Брови Богдана взметнулись вверх, а рука, в которой он держал стакан с соком, замерла на полпути. Прикинув пару вариантов, Моджеевский-младший решил не ломать мозги и спросить:
— Может, причину огласишь, чтобы я точно мог ответить.
— Причину? Причину… ну что ж, раз сам не понимаешь, то почему бы и не огласить причину. Каково это — обнаружить, что у тебя есть ребенок? Какое у тебя к этому отношение? Ты уж прости, мне Женя уже сказала, ей Юля разрешила.
Богдан поставил, наконец, стакан на стол и усмехнулся:
— Ну я бы мог, конечно, тебе напомнить, что у тебя и собственный подобный опыт имеется. Но не стану. Так уж и быть — поздравляй!
— То есть, тот факт, что ребенок твой, — тебя скорее радует, чем заставляет думать, как бы отмахаться? — поинтересовался Роман на всякий случай для верности.
— А тебя бы сильно остановило, если бы у Жени, например, был свой ребенок? — недолго думая, брякнул Бодя.
— Значит, для тебя вопрос даже так стоит? — едва ли удивившись, но все-таки уточнил Роман. — Нет, меня не остановило бы. Мы с Женей уже слишком взрослые были, и оба с опытом. Но у тебя другая история. У вас с Юлей… другая история. Юля — Женина родная сестра… И она дочь Малича, моего тестя. Такая же, как Женя… надеюсь, ты понимаешь, что это все слишком серьезно, чтобы относиться к Юле так, как ты относишься к остальным женщинам? Это уже касаться будет не только тебя, но и нашей семьи.
— Я, конечно, подозревал, что ты не ради моего желудка приехал, — весело усмехнулся Богдан. — Но если ты продолжишь в том же духе, то рискуешь услышать от меня какую-нибудь грубость.
— Бога ради, не стесняйся, излагай, — откинувшись на спинку дивана, заявил Моджеевский-старший. — Но предупреждаю, что с Юлькой роман ради романа затевать не стоит. А в остальном — я прекрасно помню, что ты вытворял, когда вы расстались в детстве, потому питаю надежды.
— Ни я, ни она уже давно не дети, — пожал плечами сын. — Мы, конечно, накосячили. Но ты сейчас так говоришь, будто ты Юлькин отец, а не мой.
— Это ты еще просто с Никитичем не разговаривал. Планируешь?
— Планирую, — кивнул Богдан и хохотнул: — Хотя мне кажется, он адекватнее тебя.
— Ну это ты ему омлет не жарил. И на кухне его не пылесосил.

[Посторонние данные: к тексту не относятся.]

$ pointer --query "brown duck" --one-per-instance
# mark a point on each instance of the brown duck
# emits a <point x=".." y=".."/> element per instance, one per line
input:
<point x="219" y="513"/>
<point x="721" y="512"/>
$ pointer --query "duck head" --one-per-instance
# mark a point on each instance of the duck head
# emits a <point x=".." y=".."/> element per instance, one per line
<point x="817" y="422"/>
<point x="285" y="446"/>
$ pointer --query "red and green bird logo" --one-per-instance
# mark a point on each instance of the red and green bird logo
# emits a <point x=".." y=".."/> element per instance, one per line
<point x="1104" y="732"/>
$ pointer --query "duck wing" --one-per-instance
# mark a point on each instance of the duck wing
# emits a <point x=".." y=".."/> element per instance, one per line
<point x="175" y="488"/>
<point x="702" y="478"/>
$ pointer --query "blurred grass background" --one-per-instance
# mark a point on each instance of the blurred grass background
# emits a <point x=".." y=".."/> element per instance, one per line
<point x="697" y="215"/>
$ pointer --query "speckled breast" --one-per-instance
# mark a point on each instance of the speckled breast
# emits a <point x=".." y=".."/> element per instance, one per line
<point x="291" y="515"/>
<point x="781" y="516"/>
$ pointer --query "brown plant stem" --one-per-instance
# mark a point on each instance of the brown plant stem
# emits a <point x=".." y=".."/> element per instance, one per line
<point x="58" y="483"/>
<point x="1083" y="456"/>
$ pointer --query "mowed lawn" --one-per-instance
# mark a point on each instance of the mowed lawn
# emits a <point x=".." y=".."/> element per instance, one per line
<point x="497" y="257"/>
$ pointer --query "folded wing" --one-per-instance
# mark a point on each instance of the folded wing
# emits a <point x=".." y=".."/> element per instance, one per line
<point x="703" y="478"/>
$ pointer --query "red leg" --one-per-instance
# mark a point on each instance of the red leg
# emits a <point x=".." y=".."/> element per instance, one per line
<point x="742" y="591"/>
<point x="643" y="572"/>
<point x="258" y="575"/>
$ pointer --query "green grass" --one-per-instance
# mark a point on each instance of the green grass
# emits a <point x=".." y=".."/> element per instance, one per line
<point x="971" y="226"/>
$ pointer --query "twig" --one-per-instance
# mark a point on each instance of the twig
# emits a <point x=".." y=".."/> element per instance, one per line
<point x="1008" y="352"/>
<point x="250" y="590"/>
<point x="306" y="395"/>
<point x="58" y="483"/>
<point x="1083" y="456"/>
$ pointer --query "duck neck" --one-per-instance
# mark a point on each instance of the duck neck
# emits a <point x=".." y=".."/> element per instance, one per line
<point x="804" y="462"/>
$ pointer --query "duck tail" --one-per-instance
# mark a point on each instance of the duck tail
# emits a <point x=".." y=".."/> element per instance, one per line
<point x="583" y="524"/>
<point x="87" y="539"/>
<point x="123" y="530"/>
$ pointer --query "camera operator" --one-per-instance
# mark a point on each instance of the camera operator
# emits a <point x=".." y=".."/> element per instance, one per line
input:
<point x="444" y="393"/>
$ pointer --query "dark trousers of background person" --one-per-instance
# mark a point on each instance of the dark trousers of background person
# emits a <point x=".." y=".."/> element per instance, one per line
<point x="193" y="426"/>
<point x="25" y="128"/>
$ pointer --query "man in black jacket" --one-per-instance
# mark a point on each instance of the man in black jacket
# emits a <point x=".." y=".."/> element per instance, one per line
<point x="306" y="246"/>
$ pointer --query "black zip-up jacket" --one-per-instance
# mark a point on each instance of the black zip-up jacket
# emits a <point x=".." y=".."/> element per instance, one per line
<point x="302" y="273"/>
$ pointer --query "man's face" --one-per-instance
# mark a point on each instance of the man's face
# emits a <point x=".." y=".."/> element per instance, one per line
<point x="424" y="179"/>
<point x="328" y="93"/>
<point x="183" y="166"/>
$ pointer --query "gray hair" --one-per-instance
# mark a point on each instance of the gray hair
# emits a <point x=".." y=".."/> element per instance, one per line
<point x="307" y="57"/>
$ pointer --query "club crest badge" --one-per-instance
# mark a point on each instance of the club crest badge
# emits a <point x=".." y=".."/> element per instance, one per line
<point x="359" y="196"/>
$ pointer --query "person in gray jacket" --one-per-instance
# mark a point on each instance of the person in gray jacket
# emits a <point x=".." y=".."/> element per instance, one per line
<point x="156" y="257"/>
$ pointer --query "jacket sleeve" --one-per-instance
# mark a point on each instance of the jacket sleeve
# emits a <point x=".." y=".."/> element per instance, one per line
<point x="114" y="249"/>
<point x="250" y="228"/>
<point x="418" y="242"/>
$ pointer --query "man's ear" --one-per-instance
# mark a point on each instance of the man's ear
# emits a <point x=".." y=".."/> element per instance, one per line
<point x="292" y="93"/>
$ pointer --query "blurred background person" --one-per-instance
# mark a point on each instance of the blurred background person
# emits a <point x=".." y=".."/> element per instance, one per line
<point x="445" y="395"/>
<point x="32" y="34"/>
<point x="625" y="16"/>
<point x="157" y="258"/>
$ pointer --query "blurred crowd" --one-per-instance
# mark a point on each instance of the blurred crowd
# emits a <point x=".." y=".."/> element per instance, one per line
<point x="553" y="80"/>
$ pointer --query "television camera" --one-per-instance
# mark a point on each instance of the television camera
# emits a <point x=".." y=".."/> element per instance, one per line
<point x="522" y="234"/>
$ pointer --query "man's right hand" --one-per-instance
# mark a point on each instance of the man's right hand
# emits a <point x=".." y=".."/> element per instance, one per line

Рядом с ними замельтешил официант, расставляя заказанные блюда. Моджеевский-младший, наблюдая за ним, представил себе отца с пылесосом. Картинка вышла абсолютно фантастической, потому что подобного ему и в глубоком детстве видеть не приходилось. А когда они снова остались одни, заявил:
— А я и не буду.
— Ну это мы еще поглядим, — хохотнул Роман Романович и широко улыбнулся сыну. — И сам-один к нему на ковер не ходи, это тебе мой отцовский завет. Бери ее, ребенка, меня можешь прихватить. Я — Женю. Лизку массовкой возьмем… В общем, один — не вздумай. И это тебе повезло, что Маличу Юлин муж никогда не нравился.
— Ну я понял, — в тон ему сказал Богдан. — Когда я подружусь с Андреем Никитичем, я замолвлю за тебя словечко.
— Ну-ну! — хмыкнул отец и взялся за приборы, после чего, отправив в рот оливку из салата, решительно заявил: — Значит, ты планируешь с ней сойтись?
— Я планирую на ней жениться, — получил он немедленный ответ.
— О как! — восхитился Моджеевский-старший и резко посерьезнел: — Тогда объясни мне, пожалуйста, как так вышло… как вышло, что у вас общий ребенок, но у нее есть муж, а ты до сих пор не с ней? Если уж ты все это время… если все эти годы она тебе не безразлична. Почему ты до сих пор не с ней?
Потому что идиот.
Потому что все это время, несмотря ни на что, злился — бесконечно злился — на нее и на себя.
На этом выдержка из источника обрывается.